[Gerard Maetschoen]
MAETSCHOEN (Gerard), werd waarschijnlijk in het laatst der XVIIe eeuw te Amsterdam geboren, en was aldaar in de eerste helft der 18e eeuw geneesheer en leeraar der doopsgezinde gemeente bij de Zon. Van hem zijn ons geen lotgevallen bekend; maar hij heeft zich voor de kerkgeschiedenis in het algemeen en die van zijn kerkgenootschap in het bijzonder verdienstelijk gemaakt door zijne nederduitsche overzetting der Historia Mennonitarum van Schijn, die hij tevens met belangrijke aanteekeningen verrijkte (Amst. 1738 12o.) en waarvan hij een vervolg gaf, getiteld: Aanhangsel, dienende tot een vervolg of 2de deel van de Geschiedenisse der Mennoniten (weleer in het Latijn beschreven door den heere Hermannus Schijn, in zijn Eerws. leeven Leeraar der Mennoniten en der Medicijnen Doctor te Amsteldam enz.). In het welke noch negentien Leeraars beschreeven, en hunne nagelaatene schriften aangeweezen worden door Gerardus Maetschoen, bedienaar des Goddelijken Woords onder de Mennoniten, hunne vergaderinge houdende te Amsterdam op de Cingel in de Zon. Amst. 1745. 12o. G. van Hemert, hoogleeraar en predikant te Middelburg, gaf een brief tegen de aanmerkingen van Maetschoen in het licht, die deze echter niet beantwoordde. Hij schreef ook een lijkrede op zijnen leermeester, vriend en ambtgenoot H. Schijn: Eeuwigdurende gedagtenis des regtvaardigen uit Ps. CXII:6. Amst. 1728, en op D. Cornelisz. Amst. 1741, 4o. Wegens zijne geleerdheid stond hij ook buiten Nederland in hooge achting. Hij stierf in 1751. Zijne belangrijke boekverzameling werd in 1752
verkocht. Bij Paquot vindt men nog werken gemeld, die hij door den dood verhinderd werd in het licht te geven. Alleen gaf hij Vraagen tot opheldering van H. waarheidsoefening in 8o.

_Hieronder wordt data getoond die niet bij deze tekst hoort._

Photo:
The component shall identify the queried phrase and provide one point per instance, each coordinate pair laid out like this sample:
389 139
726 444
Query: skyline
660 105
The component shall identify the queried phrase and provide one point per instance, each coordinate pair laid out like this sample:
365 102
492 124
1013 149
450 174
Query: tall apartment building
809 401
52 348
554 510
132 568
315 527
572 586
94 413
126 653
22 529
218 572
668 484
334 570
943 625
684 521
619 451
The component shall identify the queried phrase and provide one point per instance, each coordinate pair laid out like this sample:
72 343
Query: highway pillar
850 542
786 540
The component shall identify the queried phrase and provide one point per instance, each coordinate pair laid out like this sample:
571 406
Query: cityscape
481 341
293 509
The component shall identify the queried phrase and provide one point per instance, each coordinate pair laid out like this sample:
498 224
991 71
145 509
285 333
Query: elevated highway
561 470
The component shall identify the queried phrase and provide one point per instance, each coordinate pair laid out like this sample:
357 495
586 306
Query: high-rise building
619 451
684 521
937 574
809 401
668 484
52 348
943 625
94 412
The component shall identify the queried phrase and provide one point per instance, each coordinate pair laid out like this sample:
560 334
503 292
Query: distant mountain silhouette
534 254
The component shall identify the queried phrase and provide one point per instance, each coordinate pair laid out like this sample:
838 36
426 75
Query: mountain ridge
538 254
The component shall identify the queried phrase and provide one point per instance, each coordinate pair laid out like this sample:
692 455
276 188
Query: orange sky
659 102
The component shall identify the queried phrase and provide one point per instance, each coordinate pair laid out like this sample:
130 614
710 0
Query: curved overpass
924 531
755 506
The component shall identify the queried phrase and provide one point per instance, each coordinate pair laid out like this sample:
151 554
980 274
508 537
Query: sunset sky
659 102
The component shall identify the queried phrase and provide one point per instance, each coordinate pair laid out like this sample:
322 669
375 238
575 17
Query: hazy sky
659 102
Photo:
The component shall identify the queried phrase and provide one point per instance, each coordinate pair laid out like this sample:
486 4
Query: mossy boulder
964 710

Zie Paquot, Mém. pour servir à l'Hist. Litt. des Pays-Bas, T. II. p. 408; Blaupot ten Cate, Gesch. d. Doopsg. in Holland, D. II. bl. 136; Dez. Gesch. der Doopsg. in Groningen, D. II. bl. 76; Glasius, Godg. Ned. o.h.w.; Mourik en Noordbeek, Naamr. der Godg. schrijvers.